From here, it is no great leap to the cheeky Raphael who mocked two German cardinals in an anecdote told by Castiglione (the overly red cheeks they criticised in a portrayal of Saints Peter and Paul were because he had depicted them blushing in shame that the church was ruled by such ignoramuses); or who offered as a witty retort to a lady professing offence at an erotic detail in his mythological frescoes in Agostino Chigi’s villa that an even lewder one had earned only her praise, this exchange recounted by Paolo Giovio. Giulio Romano is credited with being the originator in Raphael’s circle of erotic imagery stripped of the exculpatory guise of mythology or poetry: the scandalous I Modi, 16 engravings by Marcantonio Raimondi of people having sex based on Giulio’s designs, caused an uproar in Rome when they appeared – after Raphael’s death – in 1524. But drawings by an artist-visitor to Raphael’s workshop, Cesare da Sesto, prove that such material was produced during his lifetime, if not by the master himself (whose insatiable sexual appetite the disapproving Vasari blamed for the artist’s premature death, which he ascribed to a fever contracted after a night of excessive indulgence), then at least with his knowledge. Whether any of these images contained sly references to Raphael’s libidinous behaviour, which was well known to his inner circle, and his consuming love for his mistress Margherita Luti (apocryphally known as La Fornarina) – which prompted his impatient patron Agostino Chigi to install her at his villa in order to induce the distracted painter to report for work – can only be guessed at.
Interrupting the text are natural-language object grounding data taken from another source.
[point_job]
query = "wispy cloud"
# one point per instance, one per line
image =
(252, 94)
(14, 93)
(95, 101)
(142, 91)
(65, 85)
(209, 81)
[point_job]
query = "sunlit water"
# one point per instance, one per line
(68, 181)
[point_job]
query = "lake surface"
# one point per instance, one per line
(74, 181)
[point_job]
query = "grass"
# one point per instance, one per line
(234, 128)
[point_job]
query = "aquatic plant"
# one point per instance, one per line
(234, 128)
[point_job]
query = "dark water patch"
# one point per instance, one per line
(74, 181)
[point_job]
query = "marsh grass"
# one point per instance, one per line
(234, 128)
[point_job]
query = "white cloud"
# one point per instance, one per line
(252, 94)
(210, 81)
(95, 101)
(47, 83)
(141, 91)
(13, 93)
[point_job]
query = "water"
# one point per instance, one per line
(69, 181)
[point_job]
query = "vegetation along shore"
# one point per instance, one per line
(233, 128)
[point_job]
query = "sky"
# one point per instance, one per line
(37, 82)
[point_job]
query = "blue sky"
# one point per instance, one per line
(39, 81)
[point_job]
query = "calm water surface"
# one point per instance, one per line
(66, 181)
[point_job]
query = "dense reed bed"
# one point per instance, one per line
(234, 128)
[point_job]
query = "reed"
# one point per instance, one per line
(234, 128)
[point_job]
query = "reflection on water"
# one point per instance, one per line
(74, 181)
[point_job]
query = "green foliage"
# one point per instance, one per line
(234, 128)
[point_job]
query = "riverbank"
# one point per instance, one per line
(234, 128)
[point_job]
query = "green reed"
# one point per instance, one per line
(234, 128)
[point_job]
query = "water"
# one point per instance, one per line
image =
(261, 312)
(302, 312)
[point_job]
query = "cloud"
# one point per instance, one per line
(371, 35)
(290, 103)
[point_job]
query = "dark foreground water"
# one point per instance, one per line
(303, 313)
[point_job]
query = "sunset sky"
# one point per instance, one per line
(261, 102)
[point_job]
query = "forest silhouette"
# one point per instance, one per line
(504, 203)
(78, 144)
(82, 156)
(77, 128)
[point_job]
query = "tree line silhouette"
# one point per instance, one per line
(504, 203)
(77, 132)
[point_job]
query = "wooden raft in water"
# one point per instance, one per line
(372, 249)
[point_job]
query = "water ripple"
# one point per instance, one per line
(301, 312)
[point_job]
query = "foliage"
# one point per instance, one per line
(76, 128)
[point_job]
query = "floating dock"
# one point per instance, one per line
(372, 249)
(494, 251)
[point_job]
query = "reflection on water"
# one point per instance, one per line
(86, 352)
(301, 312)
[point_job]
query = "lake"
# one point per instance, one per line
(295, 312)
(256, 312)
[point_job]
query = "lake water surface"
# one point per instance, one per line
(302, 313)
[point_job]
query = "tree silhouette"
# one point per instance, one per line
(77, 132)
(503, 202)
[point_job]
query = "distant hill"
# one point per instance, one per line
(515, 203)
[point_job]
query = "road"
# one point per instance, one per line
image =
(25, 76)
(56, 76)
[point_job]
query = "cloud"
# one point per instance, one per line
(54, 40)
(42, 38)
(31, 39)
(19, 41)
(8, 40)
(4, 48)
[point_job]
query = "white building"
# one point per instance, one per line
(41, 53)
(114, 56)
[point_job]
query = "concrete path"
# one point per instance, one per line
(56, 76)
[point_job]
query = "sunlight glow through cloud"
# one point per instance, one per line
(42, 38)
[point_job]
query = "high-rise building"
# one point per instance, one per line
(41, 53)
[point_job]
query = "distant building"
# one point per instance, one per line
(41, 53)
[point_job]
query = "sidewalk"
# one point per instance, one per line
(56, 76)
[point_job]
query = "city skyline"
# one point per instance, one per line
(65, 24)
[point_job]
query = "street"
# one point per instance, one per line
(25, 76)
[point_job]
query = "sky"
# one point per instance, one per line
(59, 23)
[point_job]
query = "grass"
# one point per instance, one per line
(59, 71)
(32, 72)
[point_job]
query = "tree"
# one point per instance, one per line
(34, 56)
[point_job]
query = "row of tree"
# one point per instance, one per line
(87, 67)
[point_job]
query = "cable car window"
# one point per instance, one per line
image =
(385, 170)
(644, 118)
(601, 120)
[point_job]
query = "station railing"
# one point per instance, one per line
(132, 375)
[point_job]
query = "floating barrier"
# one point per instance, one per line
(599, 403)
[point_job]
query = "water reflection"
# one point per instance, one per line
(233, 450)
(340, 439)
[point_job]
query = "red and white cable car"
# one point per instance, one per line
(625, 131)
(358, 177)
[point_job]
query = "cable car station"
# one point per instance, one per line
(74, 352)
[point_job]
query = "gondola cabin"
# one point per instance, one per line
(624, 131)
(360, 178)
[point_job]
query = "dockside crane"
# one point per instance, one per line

Assembling these disparate pieces of biographical data results in an image of Raphael that is more well-rounded and psychologically complex than the beatific portrait of past centuries. While he was undoubtedly sweet, well-mannered, kind, and generous, Raphael was also competitive, ambitious, entitled, and perhaps, at times, even a little unscrupulous. Affable when it mattered because of a patron’s stature or a friend’s affection, he could become prickly when overwhelmed by the crushing demands placed on him, hence the promise of Alfonso d’Este’s dogged agent to handle him with kid gloves. Though his analysis that Raphael was prone to artistic melancholia was a bromide, the observation was not entirely untrue. This is the Raphael captured in Marcantonio Raimondi’s engraved portrait: withdrawn, brooding, overworked (an untouched panel, palette, and paint pots await), barricaded in the mantle he bequeathed to his beloved disciple Giulio Romano, who cherished this relic of Raphael enough to make provisions for it in his will.
The German Nazarene painter Johann Friedrich Overbeck was among those present in the Pantheon for the opening of Raphael’s tomb. He wrote of being so moved that ‘a shudder came over me when the remains of the honoured painter were laid open’. At the same time, he reflected with melancholy, ‘Alas, the spirit of the great artist remains buried deeper than his bones.’ Raphael’s bones remain buried but, 500 years after his death, his spirit is closer at hand.